My mother is black, but I look white. My father came from a wealthy New England family, but the money hadn’t trickled down and we were struggling. It was all pretty confusing. I tried to capture all these elements in a script over the years, but it was so complicated and I had to explain so much. The script was sluggish with explanations and justifications. The complicated emotional landscape was just not coming through.

My father died in 1998 and my own daughters never met him. I started telling them bedtime stories about him. Then I started telling them the bedtime stories that he had told me when I was little girl. These stories were very vivid. And I realized that the way into a semi-autobiographical tale is letting it live. Because it happened. Don’t justify endlessly: drop into it and go. Most importantly, tell the truth — about the anger, the ambivalence and the love.

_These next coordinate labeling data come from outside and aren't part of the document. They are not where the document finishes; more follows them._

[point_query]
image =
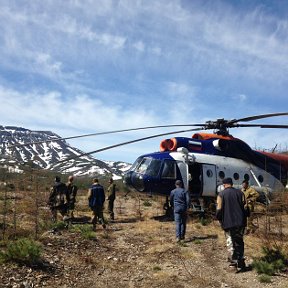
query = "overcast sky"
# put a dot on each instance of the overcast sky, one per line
(77, 67)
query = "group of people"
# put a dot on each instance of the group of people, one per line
(234, 206)
(96, 198)
(62, 198)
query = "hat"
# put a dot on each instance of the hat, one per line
(227, 181)
(178, 183)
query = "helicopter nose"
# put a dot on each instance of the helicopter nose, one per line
(134, 180)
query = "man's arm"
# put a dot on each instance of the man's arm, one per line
(172, 199)
(219, 208)
(253, 195)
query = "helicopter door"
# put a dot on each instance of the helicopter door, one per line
(183, 167)
(195, 179)
(209, 180)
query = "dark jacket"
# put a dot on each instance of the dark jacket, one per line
(179, 200)
(72, 192)
(97, 196)
(58, 195)
(111, 192)
(232, 213)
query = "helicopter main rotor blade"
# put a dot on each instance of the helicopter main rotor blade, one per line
(262, 125)
(256, 117)
(106, 132)
(126, 143)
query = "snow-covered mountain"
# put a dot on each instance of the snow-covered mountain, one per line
(48, 154)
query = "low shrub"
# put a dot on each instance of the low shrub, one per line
(22, 251)
(274, 260)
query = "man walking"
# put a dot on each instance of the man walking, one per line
(72, 192)
(96, 198)
(232, 216)
(58, 199)
(251, 195)
(111, 197)
(180, 201)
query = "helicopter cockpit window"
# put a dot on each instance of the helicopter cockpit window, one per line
(153, 168)
(236, 176)
(260, 178)
(221, 174)
(169, 169)
(136, 163)
(209, 173)
(143, 165)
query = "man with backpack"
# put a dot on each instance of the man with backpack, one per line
(58, 199)
(111, 197)
(72, 192)
(96, 199)
(180, 201)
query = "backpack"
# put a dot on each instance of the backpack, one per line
(97, 196)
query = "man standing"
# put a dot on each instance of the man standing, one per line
(111, 198)
(96, 198)
(231, 214)
(58, 199)
(72, 192)
(251, 195)
(180, 201)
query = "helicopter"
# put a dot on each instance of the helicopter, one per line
(202, 161)
(205, 159)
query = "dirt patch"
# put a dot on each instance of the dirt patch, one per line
(138, 250)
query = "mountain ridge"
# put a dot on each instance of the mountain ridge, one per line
(20, 145)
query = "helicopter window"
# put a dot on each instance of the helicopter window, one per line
(221, 174)
(209, 173)
(154, 167)
(143, 165)
(136, 163)
(236, 176)
(169, 169)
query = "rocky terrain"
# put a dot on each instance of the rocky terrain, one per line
(138, 250)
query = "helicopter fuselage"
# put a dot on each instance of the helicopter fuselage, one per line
(202, 165)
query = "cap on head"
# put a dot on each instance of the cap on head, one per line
(178, 183)
(227, 181)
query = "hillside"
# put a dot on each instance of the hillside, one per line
(47, 154)
(137, 250)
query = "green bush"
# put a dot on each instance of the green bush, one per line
(147, 203)
(23, 251)
(263, 267)
(274, 260)
(263, 278)
(84, 230)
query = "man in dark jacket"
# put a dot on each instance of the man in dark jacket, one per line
(180, 201)
(58, 199)
(232, 216)
(96, 198)
(72, 192)
(111, 197)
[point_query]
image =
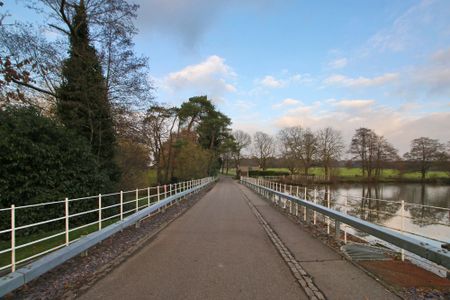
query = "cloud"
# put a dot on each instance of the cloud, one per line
(338, 63)
(360, 82)
(430, 80)
(426, 18)
(357, 103)
(397, 125)
(208, 77)
(270, 81)
(286, 102)
(185, 20)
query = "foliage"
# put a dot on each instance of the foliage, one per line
(43, 161)
(191, 161)
(82, 99)
(133, 160)
(424, 151)
(268, 173)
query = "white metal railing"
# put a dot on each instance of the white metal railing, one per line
(109, 208)
(303, 203)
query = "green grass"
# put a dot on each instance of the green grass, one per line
(31, 250)
(151, 177)
(348, 173)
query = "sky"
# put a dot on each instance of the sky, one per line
(269, 64)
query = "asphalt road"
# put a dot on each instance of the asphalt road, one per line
(216, 250)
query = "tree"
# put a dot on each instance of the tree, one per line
(112, 31)
(363, 147)
(43, 161)
(424, 151)
(159, 124)
(241, 141)
(385, 153)
(329, 148)
(290, 144)
(309, 149)
(82, 98)
(264, 147)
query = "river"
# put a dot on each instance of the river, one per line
(426, 207)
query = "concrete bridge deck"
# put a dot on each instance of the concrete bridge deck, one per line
(224, 248)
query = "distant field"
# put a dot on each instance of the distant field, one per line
(356, 172)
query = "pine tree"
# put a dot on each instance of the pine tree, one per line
(83, 104)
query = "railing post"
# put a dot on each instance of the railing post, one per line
(13, 238)
(345, 225)
(328, 205)
(315, 201)
(137, 200)
(305, 210)
(157, 192)
(66, 212)
(99, 211)
(402, 226)
(337, 227)
(121, 205)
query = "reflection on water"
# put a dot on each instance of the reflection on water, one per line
(416, 218)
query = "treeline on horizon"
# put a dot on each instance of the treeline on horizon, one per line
(299, 149)
(78, 115)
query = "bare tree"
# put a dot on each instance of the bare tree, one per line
(289, 141)
(424, 152)
(363, 147)
(330, 146)
(241, 141)
(264, 147)
(111, 30)
(385, 153)
(159, 124)
(309, 149)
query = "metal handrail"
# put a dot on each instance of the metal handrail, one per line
(422, 249)
(162, 192)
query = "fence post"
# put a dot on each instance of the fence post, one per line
(402, 226)
(66, 210)
(13, 238)
(137, 200)
(315, 201)
(99, 211)
(121, 205)
(328, 205)
(157, 192)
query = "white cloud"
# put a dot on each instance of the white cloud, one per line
(397, 125)
(359, 82)
(411, 28)
(338, 63)
(209, 77)
(270, 81)
(356, 103)
(286, 102)
(430, 80)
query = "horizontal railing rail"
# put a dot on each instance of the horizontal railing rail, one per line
(18, 247)
(420, 248)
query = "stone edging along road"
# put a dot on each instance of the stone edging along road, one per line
(77, 275)
(303, 278)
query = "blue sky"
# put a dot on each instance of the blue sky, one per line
(268, 64)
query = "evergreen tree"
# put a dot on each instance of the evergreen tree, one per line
(82, 99)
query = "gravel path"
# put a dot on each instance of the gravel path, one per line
(78, 274)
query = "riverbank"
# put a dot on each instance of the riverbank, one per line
(354, 175)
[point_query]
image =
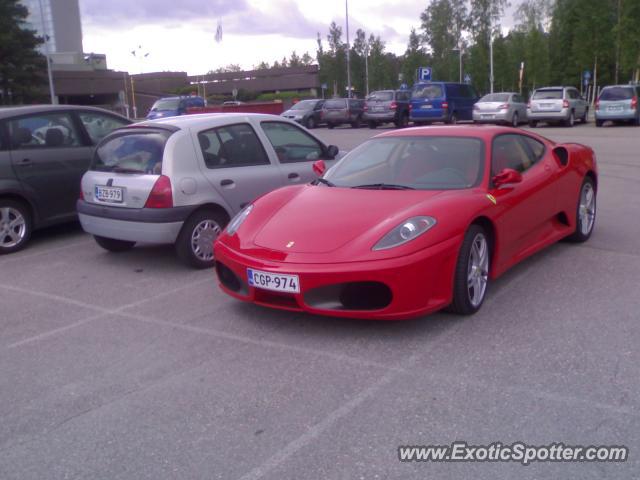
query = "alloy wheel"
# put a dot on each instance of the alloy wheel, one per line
(202, 238)
(478, 269)
(13, 227)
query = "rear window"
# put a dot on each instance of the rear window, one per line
(166, 104)
(381, 96)
(496, 97)
(429, 92)
(132, 152)
(617, 93)
(548, 95)
(335, 104)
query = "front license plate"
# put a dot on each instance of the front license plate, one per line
(108, 194)
(277, 282)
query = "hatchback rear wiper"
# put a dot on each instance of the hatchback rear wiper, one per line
(323, 181)
(385, 186)
(126, 170)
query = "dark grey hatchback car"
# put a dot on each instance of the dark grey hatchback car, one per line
(44, 151)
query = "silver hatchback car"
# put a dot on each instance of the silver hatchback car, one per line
(557, 105)
(180, 180)
(503, 107)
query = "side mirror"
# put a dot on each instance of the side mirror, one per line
(332, 151)
(508, 175)
(319, 167)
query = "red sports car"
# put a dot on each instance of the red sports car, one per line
(410, 222)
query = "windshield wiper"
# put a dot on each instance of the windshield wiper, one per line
(126, 170)
(323, 181)
(385, 186)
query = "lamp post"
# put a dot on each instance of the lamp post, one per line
(459, 50)
(138, 54)
(46, 46)
(346, 6)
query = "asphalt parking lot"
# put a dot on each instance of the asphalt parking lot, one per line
(130, 366)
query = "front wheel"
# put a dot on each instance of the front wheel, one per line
(15, 226)
(113, 245)
(585, 213)
(472, 272)
(194, 245)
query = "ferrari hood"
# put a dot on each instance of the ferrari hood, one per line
(322, 219)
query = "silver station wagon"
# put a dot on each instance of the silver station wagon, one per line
(180, 180)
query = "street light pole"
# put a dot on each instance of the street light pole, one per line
(346, 6)
(46, 46)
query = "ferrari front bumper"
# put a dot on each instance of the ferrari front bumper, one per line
(390, 289)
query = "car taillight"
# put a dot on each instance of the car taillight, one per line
(160, 196)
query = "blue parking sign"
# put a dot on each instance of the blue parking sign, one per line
(424, 74)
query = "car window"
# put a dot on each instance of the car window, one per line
(232, 146)
(291, 143)
(547, 95)
(424, 163)
(515, 152)
(132, 151)
(50, 130)
(616, 93)
(429, 92)
(339, 103)
(98, 125)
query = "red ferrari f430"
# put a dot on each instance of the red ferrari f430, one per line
(410, 222)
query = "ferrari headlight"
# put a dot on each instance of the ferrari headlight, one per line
(236, 221)
(405, 232)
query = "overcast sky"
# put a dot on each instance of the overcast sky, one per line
(179, 35)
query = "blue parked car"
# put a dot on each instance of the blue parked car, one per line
(173, 106)
(442, 102)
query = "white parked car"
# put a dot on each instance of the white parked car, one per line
(180, 180)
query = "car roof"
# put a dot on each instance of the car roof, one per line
(484, 132)
(199, 120)
(8, 112)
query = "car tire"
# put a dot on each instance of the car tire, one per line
(15, 225)
(514, 120)
(585, 212)
(471, 276)
(114, 245)
(570, 122)
(194, 245)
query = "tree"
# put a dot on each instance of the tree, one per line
(414, 57)
(443, 24)
(22, 68)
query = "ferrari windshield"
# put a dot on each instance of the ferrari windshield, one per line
(422, 163)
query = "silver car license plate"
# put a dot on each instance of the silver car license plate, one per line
(277, 282)
(108, 194)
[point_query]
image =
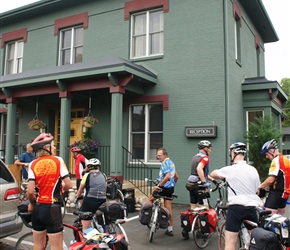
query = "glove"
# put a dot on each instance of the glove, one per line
(207, 184)
(214, 182)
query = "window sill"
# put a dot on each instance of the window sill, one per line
(136, 59)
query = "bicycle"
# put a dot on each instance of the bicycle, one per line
(156, 210)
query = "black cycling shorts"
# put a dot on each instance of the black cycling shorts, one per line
(275, 200)
(167, 192)
(237, 214)
(47, 217)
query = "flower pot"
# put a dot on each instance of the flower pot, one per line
(88, 125)
(36, 127)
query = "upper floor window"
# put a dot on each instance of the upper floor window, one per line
(147, 34)
(14, 57)
(146, 130)
(71, 45)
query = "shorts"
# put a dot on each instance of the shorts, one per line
(237, 214)
(195, 198)
(91, 204)
(275, 200)
(47, 217)
(167, 192)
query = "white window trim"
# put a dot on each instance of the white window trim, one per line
(146, 140)
(15, 57)
(147, 35)
(72, 47)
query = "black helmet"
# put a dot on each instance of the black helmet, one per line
(204, 144)
(238, 148)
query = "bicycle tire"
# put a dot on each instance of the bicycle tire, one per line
(222, 239)
(153, 224)
(201, 240)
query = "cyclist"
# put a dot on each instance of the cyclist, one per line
(243, 181)
(167, 180)
(80, 164)
(95, 183)
(277, 178)
(46, 173)
(24, 160)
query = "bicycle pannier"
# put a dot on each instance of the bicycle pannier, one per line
(113, 185)
(279, 225)
(163, 218)
(262, 239)
(110, 211)
(186, 219)
(208, 220)
(145, 213)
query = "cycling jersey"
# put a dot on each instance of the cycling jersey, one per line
(204, 159)
(46, 171)
(167, 166)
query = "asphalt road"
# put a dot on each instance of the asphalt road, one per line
(138, 235)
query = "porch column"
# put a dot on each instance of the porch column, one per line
(116, 132)
(65, 116)
(10, 131)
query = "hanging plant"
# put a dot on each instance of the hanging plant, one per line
(36, 124)
(89, 121)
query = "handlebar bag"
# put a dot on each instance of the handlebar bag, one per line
(163, 218)
(113, 185)
(186, 219)
(145, 213)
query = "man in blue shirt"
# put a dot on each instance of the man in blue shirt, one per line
(24, 160)
(167, 179)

The first version of the script that I was happy with, that felt like a movie, was finished back in April 2008. As soon as I was done, I realized that I could not hand it off to someone else. What if it wasn’t funny? What if it wasn’t warm? What if it was maudlin? The idea of directing it myself scared me. I had brought a lot of emotion to the writing and I wanted to translate that visually.

A few weeks later, I found myself alone in London for a reading of a TV pilot I had written. I hadn’t traveled by myself since the birth of my first daughter in 1999. Being away from the family was a big deal. I was a long way from California. I had one free day, and I ended up at the Tate Modern in a small theater watching the films of Jonas Mekas, the experimental filmmaker. I don’t remember the name of the film I watched that day.

But they were domestic scenes shot on 16 mm: his children walking through the snow, morning light falling upon the uncleared kitchen table, a collapsing structure in the woods. I missed my family — those that were living and those that were dead — and I sat there in the dark, sobbing my eyes out at the beautiful everydayness of it. That conflation of his images with my own memories had a powerful effect on me.  I left that small theater understanding that what I wanted to capture was the beautiful everydayness of family life. I wanted to make something handmade and alive. I wanted to make a film full of feeling, that felt like a memory. I continued to wander through the museum, and I came upon a quotation by an artist named Asger Jorn who said: “Tension in a work of art is negative-positive; repulsive-attractive, ugly-beautiful. If one of these poles is removed, only boredom is left.”

My father was manic-depressive. A difficult person. He taught me a million things. My mother went away when I was 10. I was sad and I missed her. I’m very grateful for what she did. Negative-positive. I love them both very much. That’s the story I wanted to tell.


Maya Forbes was born and raised in Cambridge, MA. She attended Harvard University where she spent four years writing for The Harvard Lampoon. After graduation, she moved to Los Angeles to write for film and television. She began her career on the HBO comedy, “The Larry Sanders Show,” and spent four years as a writer/producer on that groundbreaking show. She has since written numerous television episodes and feature films, Including “Monsters vs. Aliens” and “Seeing Other People,” both of which she wrote with her husband, Wally Wolodarsky. Forbes also writes songs with her sister, China Forbes, who is the lead singer of the band Pink Martini. “Infinitely Polar Bear” is Forbes’ first film as writer and director. She was honored to be selected as one of Variety’s 10 Directors to Watch in 2013. Sony Pictures Classics will release 
“Infinitely Polar Bear” on June 19, 2015.